Eve mengerjakan mata dan membasahi bibirnya dengan kalut. Rasa bersalah terpancar di matanya.
"Karena dokter Rina tidak ada di Australia bersama Profesor Raka. Dia ada di Ciracas, Jazz," ucap Eve dengan suara bergetar.
"Apa?!!" pekik Jazz. Matanya terbeliak dan memerah dengan emosi kembali mengelegak. Eve menelan ludah dengan gusar.
"Kau bungkam selama ini? Apakah kau adalah kaki tangan mama? Wanita iblis itu?!" tuduh Jazz mulai mencabut senapan dari punggungnya.
"Aku mengiyakan karena permintaan ayahmu!" tangkis Eve dengan cepat.
"Papa? Tahu semua ini?"
"Aku tidak sadar akan semua ini hingga beberapa menit yang lalu waktu KAU memberikan jurnal itu Jazz!" bentak Eve membela diri.
"Aku tanya, apakah papa tahu?!!" ulang Jazz tidak peduli atas pembelaan Eve. Dokter cantik berambut panjang hitam legam itu mengangguk.

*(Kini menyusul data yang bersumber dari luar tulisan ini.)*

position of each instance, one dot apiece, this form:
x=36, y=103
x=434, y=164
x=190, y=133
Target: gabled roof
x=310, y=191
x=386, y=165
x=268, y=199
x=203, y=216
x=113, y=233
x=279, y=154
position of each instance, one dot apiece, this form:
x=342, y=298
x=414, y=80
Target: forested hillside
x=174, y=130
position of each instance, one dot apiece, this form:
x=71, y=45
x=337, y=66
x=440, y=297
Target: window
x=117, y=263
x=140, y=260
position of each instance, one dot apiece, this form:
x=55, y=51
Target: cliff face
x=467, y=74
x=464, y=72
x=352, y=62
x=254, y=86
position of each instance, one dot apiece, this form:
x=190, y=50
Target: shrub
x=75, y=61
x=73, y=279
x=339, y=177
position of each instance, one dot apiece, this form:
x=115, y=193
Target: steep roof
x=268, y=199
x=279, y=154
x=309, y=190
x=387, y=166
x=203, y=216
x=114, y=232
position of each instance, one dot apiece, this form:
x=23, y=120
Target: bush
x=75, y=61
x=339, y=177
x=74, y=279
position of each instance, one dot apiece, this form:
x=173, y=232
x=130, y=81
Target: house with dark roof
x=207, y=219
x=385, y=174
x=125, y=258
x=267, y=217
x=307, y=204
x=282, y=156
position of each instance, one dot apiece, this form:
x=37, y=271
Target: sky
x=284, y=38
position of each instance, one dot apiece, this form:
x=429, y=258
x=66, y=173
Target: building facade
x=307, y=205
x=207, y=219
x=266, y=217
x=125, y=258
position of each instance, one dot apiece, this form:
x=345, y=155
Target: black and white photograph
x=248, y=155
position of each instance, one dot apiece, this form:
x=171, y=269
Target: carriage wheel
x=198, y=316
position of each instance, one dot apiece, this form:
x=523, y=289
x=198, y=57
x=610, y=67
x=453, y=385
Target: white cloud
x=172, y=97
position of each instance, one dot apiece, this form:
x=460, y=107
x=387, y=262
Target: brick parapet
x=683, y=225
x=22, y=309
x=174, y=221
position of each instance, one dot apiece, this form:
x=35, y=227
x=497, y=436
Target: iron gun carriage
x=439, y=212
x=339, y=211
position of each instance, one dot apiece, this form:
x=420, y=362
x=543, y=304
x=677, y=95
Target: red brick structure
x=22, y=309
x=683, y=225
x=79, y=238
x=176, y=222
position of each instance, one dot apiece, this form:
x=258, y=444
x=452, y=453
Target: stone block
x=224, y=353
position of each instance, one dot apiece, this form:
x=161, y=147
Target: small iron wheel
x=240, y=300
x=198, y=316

"Maksudku, mungkin dan pasti dia tahu. Karena saat dokter Rina kabur malam itu, professor Raka memintaku untuk tidak menceritakan pada siapapun," ucap Eve. Jazz terkulai. Ada apa dibalik semua teka teki ini? Kenapa papanya tidak mengambil tindakan? Apakah ayahnya juga berperan?
"Kini kecurigaanku pada keduanya …," desis Jazz lemas.
"Tidak! Profesor mengirimiku email," bantah Eve dan mengeluarkan ponselnya. Dengan cepat jari lentiknya membuka sureal dan memberikan pada Jazz.
'Dokter Everine, jika ada pemuda yang datang mencariku, Rajata Trian Sumantri atau Jazz, pastikan dia aman dan kapsul yang dokter Rina curi diriku bekerja dengan baik. Kalian kejar dan cari dokter Rina di Ciracas. Beritahu Trian semuanya. Aku akan kembali dari Aussie secepatnya'
Tangan Jazz tampak gemetar memegang ponsel tersebut. Eve menerima kembali dan menatap Jazz.
"Om Trian …," gumam Jazz. Eve mengangguk.
"Dia sudah tahu tentangku. Dia sempat mencarimu di rumah tapi tidak ia temukan," cetus Eve. Jazz mengusap wajahnya dengan perasaan tak menentu. Pintu terbuka dan Trian muncul.
"Dokter Eve sudah siap?" tanya Trian. Eve mengangguk. "Jazz, sudah tau semuanya?" tanya Trian kembali.
"Sudah," sahut Eve singkat dan mulai membenahi tas kerjanya. Trian masuk dan menutup pintu serta mengunci.
"Kenapa tidak dari awal Om katakan semua," tanya Jazz. Trian mengambil kursi dan duduk.
"Aku tidak pandai bercerita. Lebih baik juga Eve yang menyampaikan. Aku tidak tega memberitahu semua padamu. Kau menghilang entah kemana Jazz. Raka mengirimku dua kali untuk melacakmu, tapi sia-sia. Siapa yang akan tahu tentang bunker rahasiamu itu?" terang Trian dengan kebapakan.
"Apakah kita akan memburu mama?" tanya Jazz. Trian menoleh pada Eve.
"Maaf, tapi ya. Pangdam Jaya sudah memberi perintah padaku," sahut Trian lemah.
"Jadi pemerintah tahu?" tanya Jazz kembali. Trian mengiyakan. "Kenapa mereka bungkam selama ini? Apakah pemerintah meredam kasus mama?" desak Jazz mulai hilang kesabaran.
"Ya. Jika tidak, mamamu akan diburu oleh semua negara dan tidak menutup kemungkinan, mereka akan mengirimkan nuklir. Indonesia akan luluh lantak," jawab Trian. Jazz mendesah dengan berat.
"Apakah datang ke Senayan juga hanya alasan saja?" tanya Jazz. Trian menunduk.
"Ya dan tidak. Kami memang harus membawa dokter dan suplai obat-obatan," sahut Trian masih tampak sungkan menjawab.
"Sebentar lagi malam, kita harus tiba di kalibata sebelum gelap," seru Eve memotong pembicaraan mereka. Jazz bangkit dan menggantungkan ransel.
"Aku ikut rencana kalian," pungkas Jazz. Eve dan Trian menarik napas lega. Ketiganya keluar beriringan dan segera mempersiapkan pengangkutan untuk dokter dan juga suplai pengobatan.